During the first part of Picasso’s stay in Gósol, his subjects and perspectival techniques were deeply influenced by the compositions of Jean-Auguste-Dominique Ingres, who had been the subject of a major retrospective exhibition in Paris the previous year. This Ingres-inspired aesthetic is apparent in Tête de Femme (Fernande) in the spatial relationship of her features and in her sensuous gaze. Perhaps even more influential on the imposing presence of the present work, however, was the Louvre’s exhibition of fifth- and sixth-century B.C. Iberian Sculpture. As John Richardson writes: “In addition to their atavistic spell, their brutality and lack of distinction commended them to someone who was anxious to demolish traditional canons of beauty. For the time being Picasso did not see how to harness their primitivism to his work. The months he was to spend in Spain in the summer would show him how to do so” (John Richardson, A Life of Picasso, vol. I, New York, 1991, p. 428). In the almost life-size present work, this notion comes to fruition in the juxtaposition of the smooth skin of Fernande’s face emerging from the roughly hewn bronze of her hair, and in the carefully modeled nose and lips which stand in contrast to the vast expanse of her cheeks and forehead. Picasso emphasizes the sheer mass of the work as well as the unusual and almost ethereal beauty of Fernande deftly immortalized in bronze.

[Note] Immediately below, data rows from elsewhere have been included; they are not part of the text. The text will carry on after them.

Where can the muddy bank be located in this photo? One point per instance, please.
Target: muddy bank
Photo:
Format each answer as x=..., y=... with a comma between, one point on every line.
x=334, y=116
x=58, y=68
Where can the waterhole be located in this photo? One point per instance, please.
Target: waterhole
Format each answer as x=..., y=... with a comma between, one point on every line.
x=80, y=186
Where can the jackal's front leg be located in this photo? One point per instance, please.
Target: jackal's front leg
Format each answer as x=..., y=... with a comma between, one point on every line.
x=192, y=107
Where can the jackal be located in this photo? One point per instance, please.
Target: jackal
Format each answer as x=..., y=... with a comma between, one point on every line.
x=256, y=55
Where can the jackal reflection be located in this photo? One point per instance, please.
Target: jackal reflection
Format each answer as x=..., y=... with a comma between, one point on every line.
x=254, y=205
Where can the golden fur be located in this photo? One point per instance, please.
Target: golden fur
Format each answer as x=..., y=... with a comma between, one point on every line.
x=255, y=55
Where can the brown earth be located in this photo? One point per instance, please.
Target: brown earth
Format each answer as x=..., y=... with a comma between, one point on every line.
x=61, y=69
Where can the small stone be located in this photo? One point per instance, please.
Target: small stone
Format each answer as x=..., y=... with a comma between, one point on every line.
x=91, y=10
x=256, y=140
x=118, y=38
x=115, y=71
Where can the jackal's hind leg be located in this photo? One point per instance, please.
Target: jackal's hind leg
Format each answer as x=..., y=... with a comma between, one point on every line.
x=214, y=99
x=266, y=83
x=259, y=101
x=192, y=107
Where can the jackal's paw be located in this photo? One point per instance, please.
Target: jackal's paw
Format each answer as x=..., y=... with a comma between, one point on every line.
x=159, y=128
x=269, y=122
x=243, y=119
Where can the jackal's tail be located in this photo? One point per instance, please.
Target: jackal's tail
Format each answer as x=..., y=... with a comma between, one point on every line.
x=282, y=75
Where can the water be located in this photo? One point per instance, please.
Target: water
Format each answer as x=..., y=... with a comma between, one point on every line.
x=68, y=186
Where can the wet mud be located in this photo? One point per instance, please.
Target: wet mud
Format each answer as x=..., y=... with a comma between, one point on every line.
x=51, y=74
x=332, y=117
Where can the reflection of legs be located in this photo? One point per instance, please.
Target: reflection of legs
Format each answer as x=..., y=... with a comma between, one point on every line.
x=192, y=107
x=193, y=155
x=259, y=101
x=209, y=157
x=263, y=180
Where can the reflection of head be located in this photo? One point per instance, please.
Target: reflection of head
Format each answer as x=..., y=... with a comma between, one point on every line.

Picasso’s Gósol figures foreshadow the stylistic shift that occurred the following year in Les Demoiselles d’Avignon. Robert Rosenblum explains how Picasso’s production during his time in Gósol would redirect the course of his artistic development: “The serene and earthy equilibrium, often described as classical, that marked much, though not all, of this summer productivity might appear to be the last gasp of traditional order before the detonation of 1907. But far from being buried forever in the rubble, the wide and experimental range of paintings, drawings, and sculpture from the Gósol months launches a wealth of fresh ideas that would be amplified in the new era inaugurated by the Demoiselles and would have many afterlives in Picasso’s post-Cubist career" (Robert Rosenblum, Picasso The Early Years, 1892-1906, Washington D.C., 1997, p. 263).
Conceived in 1906, the present work was cast in an edition of nine in 1906. Four of these casts now belong to museum collections: the Hirshhorn Museum and Sculpture Garden in Washington, D.C., the Kunsthaus in Zurich, the Musée Picasso in Paris and the Allen Memorial Art Museum at Oberlin College in Ohio.